After Tom and Pope escape from their Skitter pursuers, they once again fight each other and almost bring their rivalry to a fatal conclusion. Considering what they went through, that just felt silly. The chase through the forest was really exciting and one of the most effective Skitter portrayals in a long time. Seeing all of those Skitter legs climb the trees and jumping towards Tom and Pope made the aliens seem scary again.
It was refreshing that Tom didn’t emerge from his desperation dive without badly injuring his ankle. And although Tom’s angry words to Pope were over-the-top, it still seemed as if Tom was just trying to get Pope to leave him behind in order to give Pope a better shot at survival. Pope’s eventual return was predictable, but it was still a good moment. Later, Pope stays by Tom’s bedside for two days just to say that they are even and to maintain status quo between them. But if you truly hate someone, you generally don’t wait by their bedside for two days. Just sayin’…

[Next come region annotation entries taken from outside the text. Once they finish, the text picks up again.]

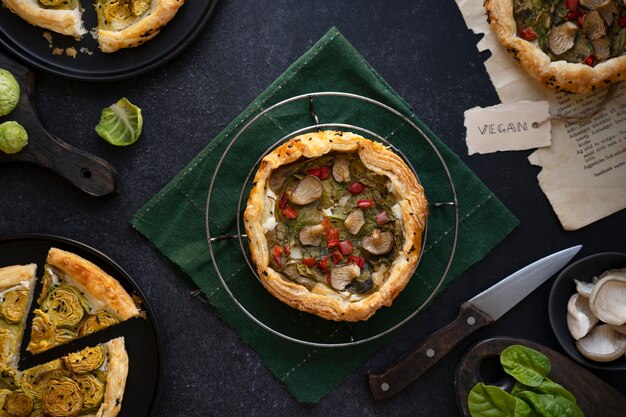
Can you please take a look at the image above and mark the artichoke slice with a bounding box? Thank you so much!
[41,377,83,417]
[78,311,119,337]
[96,97,143,146]
[63,346,104,374]
[41,285,89,327]
[0,290,28,323]
[74,373,105,410]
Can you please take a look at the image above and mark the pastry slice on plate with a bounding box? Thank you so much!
[0,337,128,417]
[2,0,87,39]
[0,264,37,367]
[27,248,139,353]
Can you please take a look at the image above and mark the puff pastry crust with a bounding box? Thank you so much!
[485,0,626,93]
[244,131,428,321]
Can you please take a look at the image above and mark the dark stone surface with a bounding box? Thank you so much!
[0,0,626,417]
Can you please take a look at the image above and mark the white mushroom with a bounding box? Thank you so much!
[548,22,578,55]
[343,208,365,235]
[576,324,626,362]
[567,294,598,340]
[589,269,626,326]
[287,175,324,206]
[333,158,350,182]
[330,263,361,291]
[574,279,595,298]
[361,229,394,255]
[580,0,611,10]
[583,10,606,41]
[298,224,326,246]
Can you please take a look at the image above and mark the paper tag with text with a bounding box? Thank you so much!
[465,101,551,155]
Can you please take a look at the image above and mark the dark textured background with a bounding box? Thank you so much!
[0,0,626,417]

Back in Charleston, everyone is now aware that Dr. Anne Glass (Moon Bloodgood) fled the city with her part alien baby. Although Vice President Marina Perlata (Gloria Reuben) tries to prevent a search for Anne, Captain Weaver (Will Patton) insists upon bringing a small rescue party out, including Ben Mason (Connor Jessup), Maggie (Sarah Sanguin Carter), Hal Mason (Drew Roy) and inexplicably, Matt Mason (Maxim Knight)… the worst character on this show. To reiterate what I said last week, if Knight can be as well spoken as he is on the aftershow, “2nd Watch,” then it’s the writers’ fault for giving Matt such a weak character.
Another big WTF moment occurs in this storyline when the rescue party comes across the body of a woman who resembles Anne… and Matt insists that they bury her! Because that’s more important than finding Anne or her alien baby?! The one aspect of that scene that nearly redeems it is that the assembled rescue party projects characteristics of their own mothers on to the woman that they are burying. That was pretty good, but it didn’t make that plot necessary in any way.
Eventually, the rescue party calls off the search for Anne in favor of getting info from the Rebel Skitters. So, the whole exercise was basically a waste of time. Regarding Hal, it’s not clear if Evil Hal is still in the driver’s seat of if his confused, human personality is back in control.
Getting back to Charleston, Perlata approached Dr. Roger Kadar (Robert Sean Leonard) about the machine that the alien Volm are building… because that’s not suspicious at all! I already had Perlata pegged as the mole in Charleston, so that wasn’t a huge surprise. I was more surprised when she let Kadar live after getting his analysis of the device… which he claims is wrong in a way that suggests that the Volm are hiding their agenda. Another reason that Perlata looks bad here is that she is barely interested to learn if any of the other babies have alien DNA in them.
One of the more intriguing ideas put forth in this episode is that Anne’s baby represents a new step in the Espheni conquest: alien and human hybrids. It’s not fully explored, but hopefully that’s a plotline that will be revisited in the remaining five episodes of the season.
If this episode was a cancer patient, I’d recommend cutting out the tumors and keeping the healthy tissue. But since this episode can only be judged as a whole, it’s only slightly above average.